Unfortunately, IE9 and prior versions didn’t support uint8Array type (IE10 does, horay) ! So, for the ASCII only CAD formats (OBJ, OFF), I re-wrote their decoders to keep the returned data in ASCII.
I extracted the AJAX into its own common Loader class for re-usability across multiple decoders. In addition, thanks to Eric Bidelman’s article on local file access, I am adding local file load capability to the Loader class in my OBJ decoder.
A byproduct of handling ASCII data is the possibility of line parsing with Regular Expression as I have learned from Three.js’ very own Mr. Doob. This is somewhat put into practice in my work-in-progress Three.js-OFF-decoder.
For personal enrichment in 3D file format, this is my exercise on Geomview Object File Format, OFF. OFF can be encoded in binary or ascii but this decoder handles only ascii at this point. Like the previous decoders, this OFF demo has been tested on Firefox, Safari, Chrome and **Internet Explorer 10 preview**.
Documentation, C++ source code and sample OFF files maybe found at Holmes3D.NET.
Attending Minnebar conference, I learned that STL, OBJ decoders have already been implemented with Three.js by Thingiview.js.
PLY file data can be stored in ascii, binary-big-endian or binary-little-endian. Regardless of the data type, the file header is ascii.

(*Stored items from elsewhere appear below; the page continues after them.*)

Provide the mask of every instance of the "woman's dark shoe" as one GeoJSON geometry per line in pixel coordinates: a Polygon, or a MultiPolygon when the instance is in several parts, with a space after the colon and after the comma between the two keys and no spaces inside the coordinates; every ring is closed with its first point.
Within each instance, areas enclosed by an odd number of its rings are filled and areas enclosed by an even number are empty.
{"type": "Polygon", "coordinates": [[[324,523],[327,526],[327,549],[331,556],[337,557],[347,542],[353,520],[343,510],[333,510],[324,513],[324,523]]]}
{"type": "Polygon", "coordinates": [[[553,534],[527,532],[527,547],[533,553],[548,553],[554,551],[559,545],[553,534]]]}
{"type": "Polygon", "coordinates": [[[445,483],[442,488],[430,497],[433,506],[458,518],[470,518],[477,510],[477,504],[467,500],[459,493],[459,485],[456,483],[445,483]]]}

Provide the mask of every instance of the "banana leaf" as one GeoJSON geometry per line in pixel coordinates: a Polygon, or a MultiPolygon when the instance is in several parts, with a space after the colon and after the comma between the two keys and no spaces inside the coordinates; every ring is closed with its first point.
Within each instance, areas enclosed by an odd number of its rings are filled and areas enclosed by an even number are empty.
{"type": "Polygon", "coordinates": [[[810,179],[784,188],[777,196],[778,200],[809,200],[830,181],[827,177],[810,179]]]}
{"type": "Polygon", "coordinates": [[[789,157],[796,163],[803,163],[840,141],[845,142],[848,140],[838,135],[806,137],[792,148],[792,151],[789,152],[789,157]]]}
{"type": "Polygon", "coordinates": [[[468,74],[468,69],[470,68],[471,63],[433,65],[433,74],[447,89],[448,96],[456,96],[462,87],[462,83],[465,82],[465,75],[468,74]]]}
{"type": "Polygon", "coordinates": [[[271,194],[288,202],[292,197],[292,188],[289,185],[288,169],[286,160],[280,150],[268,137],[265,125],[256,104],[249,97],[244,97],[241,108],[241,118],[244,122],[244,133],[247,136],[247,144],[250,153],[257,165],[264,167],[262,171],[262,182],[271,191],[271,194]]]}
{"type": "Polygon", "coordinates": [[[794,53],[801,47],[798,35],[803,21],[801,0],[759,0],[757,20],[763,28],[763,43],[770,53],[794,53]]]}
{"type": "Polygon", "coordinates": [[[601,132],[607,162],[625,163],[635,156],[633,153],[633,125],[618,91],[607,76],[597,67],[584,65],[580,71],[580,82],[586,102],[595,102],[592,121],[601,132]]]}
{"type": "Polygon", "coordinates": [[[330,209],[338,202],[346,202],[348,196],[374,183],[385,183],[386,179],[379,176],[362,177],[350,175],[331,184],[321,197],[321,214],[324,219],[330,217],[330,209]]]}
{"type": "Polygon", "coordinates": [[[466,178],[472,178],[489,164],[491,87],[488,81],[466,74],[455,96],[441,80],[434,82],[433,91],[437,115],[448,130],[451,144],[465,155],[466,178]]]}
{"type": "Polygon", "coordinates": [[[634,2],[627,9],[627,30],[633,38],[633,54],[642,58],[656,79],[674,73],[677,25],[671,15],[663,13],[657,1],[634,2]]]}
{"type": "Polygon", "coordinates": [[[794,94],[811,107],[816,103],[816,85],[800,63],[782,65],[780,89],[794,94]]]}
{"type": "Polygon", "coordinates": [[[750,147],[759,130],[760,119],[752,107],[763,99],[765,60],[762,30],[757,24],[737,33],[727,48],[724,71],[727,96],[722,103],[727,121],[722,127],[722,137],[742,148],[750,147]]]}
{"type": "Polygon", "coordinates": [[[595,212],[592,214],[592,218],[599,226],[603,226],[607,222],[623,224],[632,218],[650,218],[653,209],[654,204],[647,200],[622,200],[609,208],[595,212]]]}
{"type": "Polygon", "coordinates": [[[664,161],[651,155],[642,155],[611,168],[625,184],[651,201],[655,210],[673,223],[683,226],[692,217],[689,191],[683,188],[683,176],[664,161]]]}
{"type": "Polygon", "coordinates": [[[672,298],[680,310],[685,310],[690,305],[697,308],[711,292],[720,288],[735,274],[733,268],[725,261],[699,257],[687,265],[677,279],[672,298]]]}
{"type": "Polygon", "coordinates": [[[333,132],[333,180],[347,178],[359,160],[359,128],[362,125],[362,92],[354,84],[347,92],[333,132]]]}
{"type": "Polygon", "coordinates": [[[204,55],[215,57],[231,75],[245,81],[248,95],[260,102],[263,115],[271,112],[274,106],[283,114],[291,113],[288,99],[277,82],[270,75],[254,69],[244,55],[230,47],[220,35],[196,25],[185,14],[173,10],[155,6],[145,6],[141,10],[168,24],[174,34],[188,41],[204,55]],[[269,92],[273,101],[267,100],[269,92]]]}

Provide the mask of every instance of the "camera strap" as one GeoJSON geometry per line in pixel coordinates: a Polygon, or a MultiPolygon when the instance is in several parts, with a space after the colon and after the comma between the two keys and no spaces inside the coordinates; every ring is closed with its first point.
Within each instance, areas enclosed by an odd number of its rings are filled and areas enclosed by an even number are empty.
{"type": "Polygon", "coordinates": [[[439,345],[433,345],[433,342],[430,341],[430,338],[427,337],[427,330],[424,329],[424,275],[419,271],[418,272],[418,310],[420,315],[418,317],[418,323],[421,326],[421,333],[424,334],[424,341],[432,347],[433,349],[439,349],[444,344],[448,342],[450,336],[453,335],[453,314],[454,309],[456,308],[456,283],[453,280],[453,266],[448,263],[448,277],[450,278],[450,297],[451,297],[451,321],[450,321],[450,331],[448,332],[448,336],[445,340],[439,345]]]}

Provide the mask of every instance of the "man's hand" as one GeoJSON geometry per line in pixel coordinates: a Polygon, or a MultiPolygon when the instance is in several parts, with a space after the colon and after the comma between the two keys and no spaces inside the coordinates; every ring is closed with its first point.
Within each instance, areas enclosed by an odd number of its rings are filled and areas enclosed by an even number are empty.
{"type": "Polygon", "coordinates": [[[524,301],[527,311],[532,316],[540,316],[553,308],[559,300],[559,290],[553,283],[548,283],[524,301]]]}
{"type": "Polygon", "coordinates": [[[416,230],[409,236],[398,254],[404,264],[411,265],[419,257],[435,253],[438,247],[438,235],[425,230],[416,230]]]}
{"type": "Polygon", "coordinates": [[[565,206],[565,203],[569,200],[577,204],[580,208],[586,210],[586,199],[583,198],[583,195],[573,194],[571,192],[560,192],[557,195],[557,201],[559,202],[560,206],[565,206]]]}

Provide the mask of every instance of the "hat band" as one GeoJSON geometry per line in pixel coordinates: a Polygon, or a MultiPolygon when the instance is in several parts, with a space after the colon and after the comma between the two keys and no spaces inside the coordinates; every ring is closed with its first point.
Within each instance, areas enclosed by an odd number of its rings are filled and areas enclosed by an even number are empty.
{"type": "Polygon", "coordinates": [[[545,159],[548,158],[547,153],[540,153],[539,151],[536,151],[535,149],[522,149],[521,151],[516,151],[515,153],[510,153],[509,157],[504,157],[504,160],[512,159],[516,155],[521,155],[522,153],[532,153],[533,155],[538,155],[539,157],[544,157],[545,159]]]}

For binary mode, data maybe stored in any type, char, short, int, float, etc. In addition to the PLY wiki page, Stanford provides excellent documentation, sample code as well as a toolkit.
As in other 3D decoder exercises, I am using Devon Govett’s bmp.js as reference and tested on browsers: Chrome, Safari, Firefox and **Internet Explorer 10 preview**.
For my enrichment in 3D file format, this is my exercise in Wavefront Technologies’ OBJ decoder. OBJ file format is simply structured in ascii and contains only data describing geometry and material. The data content is ordered in lists of vertexes (v), texture (vt), normal (vn) and faces (f). Each face entry consist of indexes to above mentioned lists to form a polygon – triangle or quad. One special quality of the file format is its support of free form curved surface object as those in NURB.
The new samples of shuttle and lamp post are found in open source project, MeshLab.